The idea of a story created in front of our eyes, the ‘third wall’ removed and the artist’s pencil visible, is nothing new. In the 1950s Harold’s Purple Crayon and Looney Tunes cartoons like Duck Amuck both upended the conventions of their form. More recently we’ve seen the like of Allan Ahlberg’s Pencil and Kathryn Otoshi’s Draw the Line create a narrative out of the creation of illustrations. But perhaps the purest expression yet comes in the form of Suzy Lee’s icy delight, simply entitled ‘Lines’.
This wordless picture book begins enigmatically with front endpapers showing a pencil and rubber laid out on a roughly sketched piece of paper. Lee then makes a scribble which twists into the title page and continues overleaf to reveal a grey line bade on ice by a bobble hatted skater.

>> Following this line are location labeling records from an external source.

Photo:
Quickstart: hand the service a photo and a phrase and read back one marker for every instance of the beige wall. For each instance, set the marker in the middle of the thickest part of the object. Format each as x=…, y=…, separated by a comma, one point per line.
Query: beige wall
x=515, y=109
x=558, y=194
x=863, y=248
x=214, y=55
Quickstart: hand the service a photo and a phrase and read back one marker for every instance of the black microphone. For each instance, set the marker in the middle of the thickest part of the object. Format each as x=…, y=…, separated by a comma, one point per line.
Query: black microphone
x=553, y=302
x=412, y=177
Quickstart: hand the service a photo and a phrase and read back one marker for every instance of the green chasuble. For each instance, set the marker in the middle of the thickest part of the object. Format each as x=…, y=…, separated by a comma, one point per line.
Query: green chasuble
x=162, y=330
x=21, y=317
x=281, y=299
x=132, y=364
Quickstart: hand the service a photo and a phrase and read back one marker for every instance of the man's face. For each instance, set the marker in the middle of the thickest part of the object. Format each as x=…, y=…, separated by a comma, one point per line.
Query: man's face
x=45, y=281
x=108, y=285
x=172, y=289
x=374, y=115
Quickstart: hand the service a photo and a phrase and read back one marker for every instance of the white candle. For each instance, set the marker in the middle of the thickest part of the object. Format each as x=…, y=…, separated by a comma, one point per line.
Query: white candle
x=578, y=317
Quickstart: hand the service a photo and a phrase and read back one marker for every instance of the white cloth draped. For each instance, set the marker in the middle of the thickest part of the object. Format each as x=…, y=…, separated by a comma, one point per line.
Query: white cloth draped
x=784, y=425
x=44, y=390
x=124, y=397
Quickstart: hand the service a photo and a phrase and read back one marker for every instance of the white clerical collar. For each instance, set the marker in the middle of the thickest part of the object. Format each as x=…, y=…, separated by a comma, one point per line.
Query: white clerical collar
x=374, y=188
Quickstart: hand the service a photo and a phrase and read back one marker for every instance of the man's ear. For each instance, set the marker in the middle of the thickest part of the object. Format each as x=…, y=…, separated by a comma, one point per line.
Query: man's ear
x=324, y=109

She twists and turns over the following pages, lines growing thicker as she grows in confidence.
Soon the page is awash with a blur of lines as she spins and jumps.
Inevitably this good grace cannot last, and something goes wrong. The girl loses her balance and crashes onto the ice, rubbing out lines as she goes. Her frustration is mirrored by a spread showing the paper scrumpled into a ball.
The next page reveals the creased paper, flattened out with the girl looking dazed in the corner. She is joined by another skater, sliding happily along on her behind. Then the page fills up with many more, enjoying the ice in whatever way they can.
The pursuit of perfection of the first half gives way to unalloyed pleasure. In learning to let go and enjoy the ice in a different way, Lee is also showing how it is important for the artist to embrace happy mistakes and let their pencil take them in unexpected directions.